10) Most Intrigue-filled Blogger Moments: Starry Kitchen and Shady Offer from Gourmet Sandwich Man

Last but not least, I found it amusing to have an unexpected and extremely lengthy exchange with the owner of Starry Kitchen, which started when I reported extremely rude and inappropriate service from the owner on my second visit after I wrote a negative review. He responded by saying he doesn't know what I look like, and it wasn't rudeness. It was his sense of humor, he insisted. All I have to say is, I'm not the only person who's experienced odd behavior by the owner. But that's ok. I didn't like the food but it seems to be doing well with good reviews so more power to them.

Coincidentally, I got a strange offer from the alleged owner of a gourmet sandwich shop chain that will remain unnamed to serve as his "advisor" and give an honest opinion on his restaurant empire. Laughable, truly. I thought it was weird that he insisted on "having lunch" and showering me with compliments on my reviews. Not surprisingly, after I asked him for details on this "admittedly unusual" arrangement, I never heard from him again. I should out him, but let this be a warning to other food bloggers who write anonymously. When a restaurant owner suddenly asks you to lunch and offers you a job as an advisor, ask for details. If s/he responds and confirms the arrangements in writing, then maybe will it be truly legit. Thanks mj, for your advice!

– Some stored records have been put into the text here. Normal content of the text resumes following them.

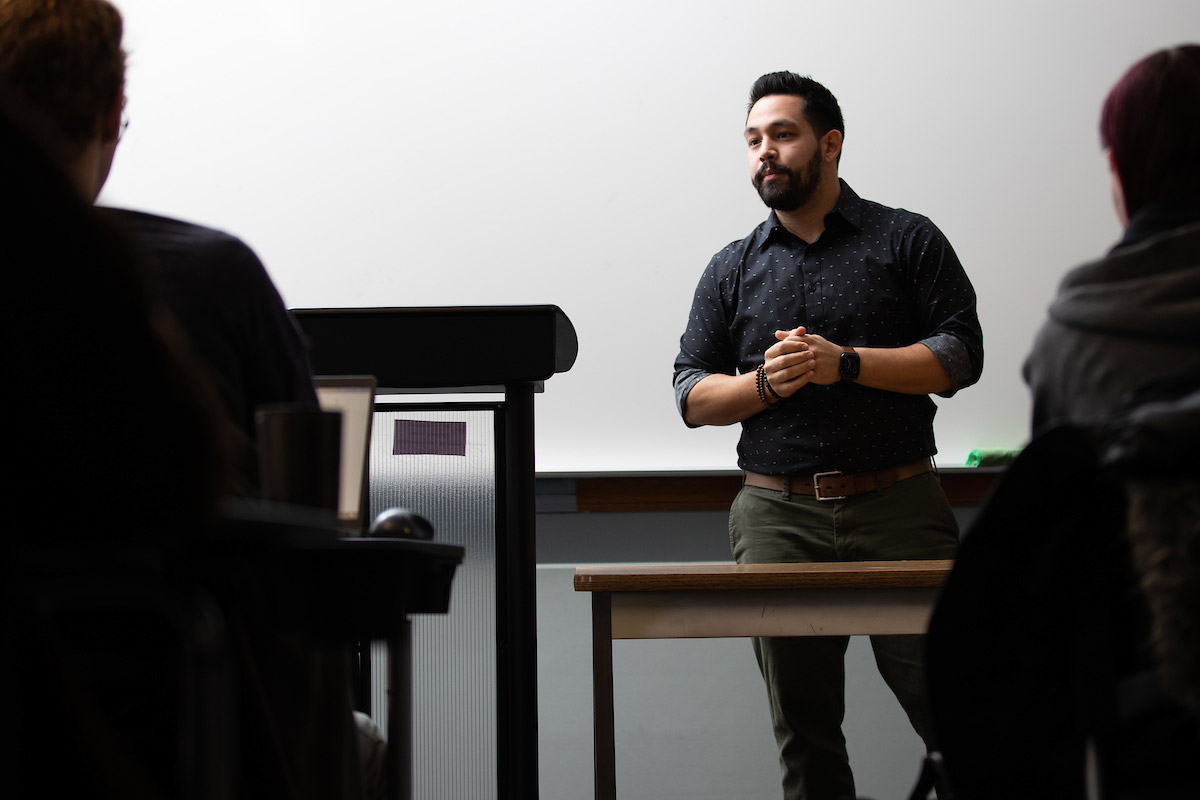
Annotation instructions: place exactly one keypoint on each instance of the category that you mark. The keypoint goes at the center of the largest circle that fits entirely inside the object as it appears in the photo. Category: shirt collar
(847, 211)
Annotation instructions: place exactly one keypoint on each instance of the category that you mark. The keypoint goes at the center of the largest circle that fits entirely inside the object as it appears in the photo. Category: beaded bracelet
(763, 385)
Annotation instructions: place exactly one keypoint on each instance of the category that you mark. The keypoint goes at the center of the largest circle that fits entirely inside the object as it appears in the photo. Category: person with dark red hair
(1063, 655)
(1133, 314)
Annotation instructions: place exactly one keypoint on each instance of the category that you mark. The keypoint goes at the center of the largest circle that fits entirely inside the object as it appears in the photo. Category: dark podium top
(448, 347)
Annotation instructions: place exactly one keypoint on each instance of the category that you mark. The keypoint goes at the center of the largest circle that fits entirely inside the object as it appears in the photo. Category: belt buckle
(816, 485)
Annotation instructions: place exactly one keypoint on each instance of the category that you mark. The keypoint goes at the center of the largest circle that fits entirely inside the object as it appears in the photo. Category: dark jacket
(1072, 612)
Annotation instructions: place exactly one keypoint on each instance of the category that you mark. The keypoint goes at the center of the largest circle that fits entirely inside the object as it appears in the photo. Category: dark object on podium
(401, 523)
(433, 348)
(465, 349)
(298, 455)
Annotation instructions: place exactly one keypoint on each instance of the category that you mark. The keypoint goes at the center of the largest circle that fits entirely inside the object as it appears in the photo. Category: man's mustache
(772, 166)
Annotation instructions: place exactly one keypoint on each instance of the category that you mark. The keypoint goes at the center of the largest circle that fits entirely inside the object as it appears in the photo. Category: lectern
(466, 349)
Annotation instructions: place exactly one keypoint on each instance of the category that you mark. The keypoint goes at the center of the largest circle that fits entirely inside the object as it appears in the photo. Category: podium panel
(454, 655)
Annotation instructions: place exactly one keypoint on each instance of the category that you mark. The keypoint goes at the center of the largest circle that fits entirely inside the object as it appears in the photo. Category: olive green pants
(805, 675)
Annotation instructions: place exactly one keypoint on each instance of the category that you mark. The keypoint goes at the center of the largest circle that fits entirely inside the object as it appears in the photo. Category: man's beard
(792, 192)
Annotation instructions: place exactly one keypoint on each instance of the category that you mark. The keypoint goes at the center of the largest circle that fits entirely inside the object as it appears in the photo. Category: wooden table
(670, 601)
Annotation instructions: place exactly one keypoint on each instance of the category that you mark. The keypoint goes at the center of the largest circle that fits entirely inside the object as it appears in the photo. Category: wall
(589, 155)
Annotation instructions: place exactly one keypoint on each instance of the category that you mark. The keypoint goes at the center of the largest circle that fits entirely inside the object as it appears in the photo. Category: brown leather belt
(835, 485)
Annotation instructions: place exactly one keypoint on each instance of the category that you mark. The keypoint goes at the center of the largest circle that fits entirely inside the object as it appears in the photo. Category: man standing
(823, 332)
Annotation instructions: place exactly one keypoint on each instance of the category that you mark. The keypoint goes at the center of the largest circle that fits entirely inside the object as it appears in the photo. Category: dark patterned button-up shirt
(876, 277)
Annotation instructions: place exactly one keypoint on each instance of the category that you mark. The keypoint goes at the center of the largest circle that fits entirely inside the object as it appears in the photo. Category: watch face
(849, 366)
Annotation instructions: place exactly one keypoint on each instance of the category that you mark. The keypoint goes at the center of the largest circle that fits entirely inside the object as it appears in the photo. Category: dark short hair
(63, 59)
(821, 107)
(1151, 121)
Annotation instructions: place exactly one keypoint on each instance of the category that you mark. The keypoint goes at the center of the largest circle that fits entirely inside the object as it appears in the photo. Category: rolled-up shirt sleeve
(948, 306)
(706, 347)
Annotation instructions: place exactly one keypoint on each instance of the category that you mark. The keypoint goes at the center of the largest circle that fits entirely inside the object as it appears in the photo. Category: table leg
(601, 697)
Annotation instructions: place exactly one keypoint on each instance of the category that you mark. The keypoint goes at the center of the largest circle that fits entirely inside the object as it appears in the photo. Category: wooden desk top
(718, 577)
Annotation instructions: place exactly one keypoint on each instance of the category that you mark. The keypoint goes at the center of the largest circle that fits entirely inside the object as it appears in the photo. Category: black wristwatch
(849, 365)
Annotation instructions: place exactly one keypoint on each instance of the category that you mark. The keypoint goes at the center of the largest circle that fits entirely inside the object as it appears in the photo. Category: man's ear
(831, 146)
(111, 121)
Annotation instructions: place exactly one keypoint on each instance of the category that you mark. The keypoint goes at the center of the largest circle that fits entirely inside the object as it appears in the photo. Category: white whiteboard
(589, 155)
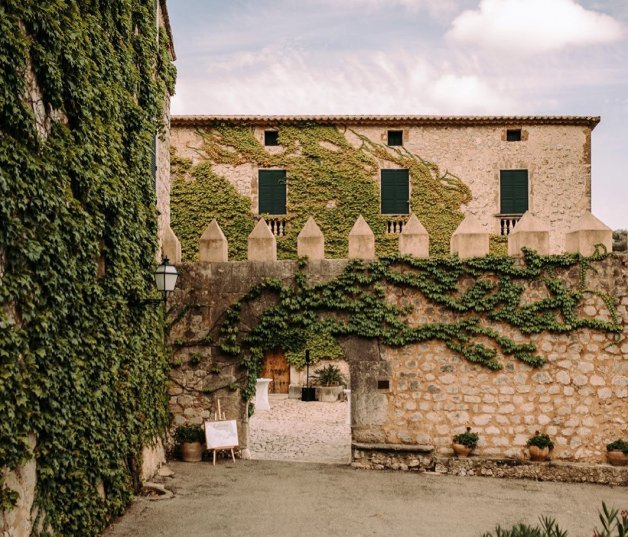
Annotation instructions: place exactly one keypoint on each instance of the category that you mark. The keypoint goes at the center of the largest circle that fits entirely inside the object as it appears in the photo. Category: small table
(261, 394)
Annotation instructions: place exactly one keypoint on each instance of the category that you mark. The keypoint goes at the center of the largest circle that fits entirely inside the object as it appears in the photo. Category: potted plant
(330, 382)
(539, 446)
(465, 442)
(617, 453)
(190, 439)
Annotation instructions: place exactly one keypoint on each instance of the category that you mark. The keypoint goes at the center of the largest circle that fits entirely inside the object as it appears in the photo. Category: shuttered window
(395, 192)
(513, 186)
(272, 192)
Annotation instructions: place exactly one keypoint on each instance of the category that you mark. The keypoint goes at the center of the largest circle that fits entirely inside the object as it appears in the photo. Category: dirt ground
(280, 499)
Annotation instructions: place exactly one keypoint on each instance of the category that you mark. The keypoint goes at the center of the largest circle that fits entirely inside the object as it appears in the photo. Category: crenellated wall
(465, 154)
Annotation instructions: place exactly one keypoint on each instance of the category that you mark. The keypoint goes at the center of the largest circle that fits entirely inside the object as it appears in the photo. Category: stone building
(440, 168)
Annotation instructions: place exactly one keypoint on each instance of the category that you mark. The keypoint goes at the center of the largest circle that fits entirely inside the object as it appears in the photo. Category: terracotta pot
(328, 394)
(191, 451)
(617, 458)
(537, 453)
(461, 450)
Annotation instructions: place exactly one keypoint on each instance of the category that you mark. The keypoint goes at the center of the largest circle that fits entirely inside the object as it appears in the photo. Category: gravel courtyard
(293, 430)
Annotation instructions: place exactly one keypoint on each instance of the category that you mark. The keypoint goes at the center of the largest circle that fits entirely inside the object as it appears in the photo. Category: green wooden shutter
(395, 192)
(513, 186)
(272, 192)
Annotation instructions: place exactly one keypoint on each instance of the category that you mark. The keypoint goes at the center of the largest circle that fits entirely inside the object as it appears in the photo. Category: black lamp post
(308, 393)
(166, 278)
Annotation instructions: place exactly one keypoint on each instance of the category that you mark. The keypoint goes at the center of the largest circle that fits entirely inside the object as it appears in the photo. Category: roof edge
(440, 121)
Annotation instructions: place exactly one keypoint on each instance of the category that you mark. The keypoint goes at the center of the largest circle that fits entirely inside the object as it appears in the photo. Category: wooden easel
(220, 416)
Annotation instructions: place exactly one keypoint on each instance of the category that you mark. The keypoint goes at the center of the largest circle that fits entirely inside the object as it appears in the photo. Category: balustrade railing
(507, 222)
(394, 224)
(277, 225)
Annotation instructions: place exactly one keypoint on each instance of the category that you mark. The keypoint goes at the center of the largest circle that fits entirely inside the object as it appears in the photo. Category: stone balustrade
(471, 239)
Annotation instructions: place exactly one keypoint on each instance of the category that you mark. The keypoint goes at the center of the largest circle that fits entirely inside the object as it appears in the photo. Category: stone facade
(418, 396)
(556, 151)
(162, 145)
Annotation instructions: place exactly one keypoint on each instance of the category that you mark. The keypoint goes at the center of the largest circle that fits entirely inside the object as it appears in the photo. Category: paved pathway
(287, 499)
(293, 430)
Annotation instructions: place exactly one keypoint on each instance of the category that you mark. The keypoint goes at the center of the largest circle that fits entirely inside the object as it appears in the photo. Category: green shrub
(618, 445)
(329, 375)
(614, 524)
(189, 433)
(547, 528)
(467, 438)
(540, 440)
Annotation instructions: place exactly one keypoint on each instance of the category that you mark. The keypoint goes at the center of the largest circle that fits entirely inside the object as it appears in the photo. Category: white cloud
(280, 81)
(436, 8)
(462, 94)
(533, 26)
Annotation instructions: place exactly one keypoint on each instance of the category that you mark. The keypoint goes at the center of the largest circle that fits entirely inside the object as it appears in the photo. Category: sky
(415, 57)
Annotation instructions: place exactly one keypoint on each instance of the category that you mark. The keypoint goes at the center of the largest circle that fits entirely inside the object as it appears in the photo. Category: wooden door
(276, 367)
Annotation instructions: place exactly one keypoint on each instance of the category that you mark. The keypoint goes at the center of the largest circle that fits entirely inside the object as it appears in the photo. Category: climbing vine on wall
(329, 178)
(476, 296)
(201, 195)
(82, 366)
(322, 346)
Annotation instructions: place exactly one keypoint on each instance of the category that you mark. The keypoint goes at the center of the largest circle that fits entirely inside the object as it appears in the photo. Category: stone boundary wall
(579, 397)
(490, 467)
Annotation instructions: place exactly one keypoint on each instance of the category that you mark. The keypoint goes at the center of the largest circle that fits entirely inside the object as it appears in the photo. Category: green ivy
(328, 178)
(322, 346)
(82, 366)
(199, 195)
(479, 294)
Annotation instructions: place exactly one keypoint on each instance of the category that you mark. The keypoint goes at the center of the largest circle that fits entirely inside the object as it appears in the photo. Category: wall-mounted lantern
(166, 278)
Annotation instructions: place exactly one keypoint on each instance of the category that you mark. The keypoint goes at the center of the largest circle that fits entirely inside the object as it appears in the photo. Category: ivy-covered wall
(504, 345)
(82, 365)
(332, 175)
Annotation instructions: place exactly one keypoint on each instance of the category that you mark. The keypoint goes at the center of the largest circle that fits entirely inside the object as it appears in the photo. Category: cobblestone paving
(293, 430)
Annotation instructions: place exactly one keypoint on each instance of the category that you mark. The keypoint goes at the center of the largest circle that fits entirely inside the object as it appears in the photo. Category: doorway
(276, 367)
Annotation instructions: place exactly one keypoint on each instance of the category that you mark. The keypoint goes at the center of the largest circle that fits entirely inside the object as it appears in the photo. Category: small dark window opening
(271, 138)
(513, 135)
(395, 137)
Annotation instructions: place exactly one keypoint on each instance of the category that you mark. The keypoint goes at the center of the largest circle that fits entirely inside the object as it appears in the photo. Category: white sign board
(221, 434)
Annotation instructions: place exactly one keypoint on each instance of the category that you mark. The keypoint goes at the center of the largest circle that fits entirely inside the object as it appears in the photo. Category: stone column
(530, 232)
(586, 233)
(414, 239)
(311, 242)
(470, 239)
(212, 246)
(171, 247)
(361, 240)
(262, 243)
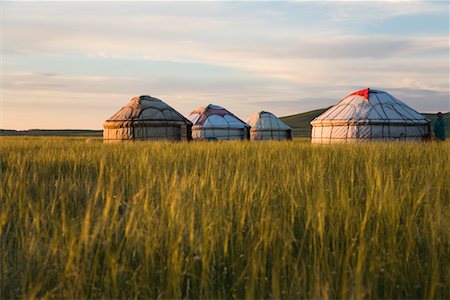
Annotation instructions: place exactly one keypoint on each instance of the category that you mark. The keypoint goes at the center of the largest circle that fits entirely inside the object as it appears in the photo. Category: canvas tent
(146, 118)
(213, 122)
(369, 115)
(266, 126)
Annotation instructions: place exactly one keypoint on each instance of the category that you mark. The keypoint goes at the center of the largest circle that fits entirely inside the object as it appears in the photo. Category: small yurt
(266, 126)
(213, 122)
(369, 115)
(146, 118)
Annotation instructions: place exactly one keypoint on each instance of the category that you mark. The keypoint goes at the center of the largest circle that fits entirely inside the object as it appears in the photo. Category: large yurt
(146, 118)
(213, 122)
(369, 115)
(266, 126)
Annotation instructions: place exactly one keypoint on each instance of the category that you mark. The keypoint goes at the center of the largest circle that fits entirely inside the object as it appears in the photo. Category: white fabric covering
(380, 117)
(266, 126)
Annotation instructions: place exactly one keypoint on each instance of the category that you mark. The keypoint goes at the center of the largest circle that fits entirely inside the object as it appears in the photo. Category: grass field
(223, 220)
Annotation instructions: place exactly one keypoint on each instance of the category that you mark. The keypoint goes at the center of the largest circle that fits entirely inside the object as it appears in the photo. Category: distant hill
(301, 127)
(298, 122)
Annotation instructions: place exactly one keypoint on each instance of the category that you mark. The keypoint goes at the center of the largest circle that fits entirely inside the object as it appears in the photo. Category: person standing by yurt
(439, 127)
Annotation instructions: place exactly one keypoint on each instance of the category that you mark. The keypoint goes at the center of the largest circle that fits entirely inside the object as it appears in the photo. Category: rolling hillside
(298, 122)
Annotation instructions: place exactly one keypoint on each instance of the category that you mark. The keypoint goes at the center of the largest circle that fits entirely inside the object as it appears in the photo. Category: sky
(71, 65)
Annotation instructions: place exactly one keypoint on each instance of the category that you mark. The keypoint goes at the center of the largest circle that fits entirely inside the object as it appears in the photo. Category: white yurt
(369, 115)
(146, 118)
(266, 126)
(213, 122)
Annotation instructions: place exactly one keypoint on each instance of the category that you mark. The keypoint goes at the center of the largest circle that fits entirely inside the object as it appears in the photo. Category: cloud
(286, 57)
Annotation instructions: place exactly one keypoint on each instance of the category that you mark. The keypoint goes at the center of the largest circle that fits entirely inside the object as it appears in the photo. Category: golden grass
(223, 220)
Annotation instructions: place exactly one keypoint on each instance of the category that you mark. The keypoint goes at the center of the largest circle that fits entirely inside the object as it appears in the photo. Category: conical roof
(215, 116)
(145, 110)
(264, 120)
(370, 106)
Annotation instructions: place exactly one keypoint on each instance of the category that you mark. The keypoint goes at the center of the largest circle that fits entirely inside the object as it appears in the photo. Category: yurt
(266, 126)
(146, 118)
(369, 115)
(213, 122)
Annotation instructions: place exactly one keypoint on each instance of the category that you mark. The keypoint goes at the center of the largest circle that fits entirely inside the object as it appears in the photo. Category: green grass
(223, 220)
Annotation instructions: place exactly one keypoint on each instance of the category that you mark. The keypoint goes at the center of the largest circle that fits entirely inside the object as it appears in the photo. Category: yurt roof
(215, 116)
(145, 110)
(370, 106)
(264, 120)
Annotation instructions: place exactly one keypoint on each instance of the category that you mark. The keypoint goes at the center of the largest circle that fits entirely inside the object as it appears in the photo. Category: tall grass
(223, 220)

Nice try Mr. Sandwich. Oh, and in case you're wondering, I don't think much of his sandwich shop. It's plenty popular in the office areas of downtown, but I always found them far too bland. I've never reviewed the shop but I have reviewed another downtown restaurant he owns, which was awful and I made my opinion known.

I can't wait to devour all that 2011 has to offer. Happy 2011, everybody, keep eating well and thanks for reading!